Justice Joan Lefkowitz (pictured at right), who is an elected trial court judge in New York, ruled March 12 that a Westchester County executive order recognizing same sex marriages performed in other jurisdictions is perfectly legal. It doesn't violate state law or the state constitution.
Over on Balkinization, where the law professor bloggers add depth to the legal news of the day, Andrew Koppelman speculates that the anti-gay group that sued to prevent the county from recognizing same sex marriage may have made a strategic error. Lefkowitz's opinion "applies well-settled choice of law principles," Koppelman says, making it possible that her opinion will appeal to the swing votes on the New York Court of Appeals, which rejected same sex marriage by a close vote last year, mostly on the grounds that the decision should be made by the legislature.
What Westchester County Executive Andrew Spano did was to issue an executive order last June instructing county agencies to grant the same rights to those in same sex marriages (done legally in other jurisdictions like Canada or Massachusetts) that it does to those in heterosexual marriages.

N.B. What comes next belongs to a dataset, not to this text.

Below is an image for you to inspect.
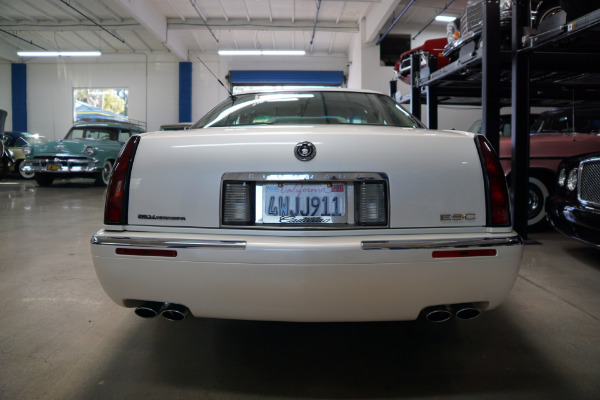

This was mostly a symbolic gesture, since most of the significant rights granted to married couples are from the state, not a local government.
But even though the order didn't really do much, the Alliance Defense Fund sued on behalf of taxpayers, saying the county was acting illegally. Justice Lefkowitz responded with a reasonable rationale upholding the county rule. She noted that even though New York does not allow same sex marriages, it also doesn't have a so-called "defense of marriage" act that would prohibit it from recognizing same sex marriages from other jurisdictions. An informal opinion from the state attorney general in 2004 said that the question of recognizing same sex marriages from other jurisdictions was separate from whether New York allowed people of the same sex to marry, the justice said in her ruling.
And, at the same time, the New York courts have a long history of recognizing the legality of marriages performed in other jurisdictions that could not be performed in New York. Justice Lefkowitz writes:
It is well settled in New York that the courts as a matter of comity will recognize out-of-state marriages, including common law marriages, unless barred by positive law (statute) or natural law (incest, polygamy) or otherwise offensive to public policy.Although she notes that the cases upholding this principle all involve heterosexual marriages, she points out:
New York has recognized out-of-state marriages, valid where contracted, though the purpose was to evade New York laws proscribing such marriage.Lefkowitz clearly doesn't think same sex marriages are barred by "natural law" nor that they are "offensive to public policy." She points out that the legal rights of homosexuals have expanded in recent years and that there have been changes in New York evidenced by domestic partner benefits and rights to state retirement funds. Therefore, she found that the executive order wasn't illegal and concluded that the county executive order was not a law, but:
a policy implementation device in accordance with the current and evolving state of law on recognition of same-sex marriages out-of-state.You can read her opinion in a pdf file.
The anti-gay group is appealing the decision, of course. I hope Koppelman is right that Lefkowitz's opinion is so well constructed that the Court of Appeals will uphold it. If they do, he thinks it will become possible for gay New York couples to slip across the border at Niagara Falls and get married in Canada, then come back to New York and have their marriages recognized, giving New York de facto same sex marriage.
It would certainly be sweet if that happened because an anti-gay group wanted to prevent same sex couples from getting discounts to county parks.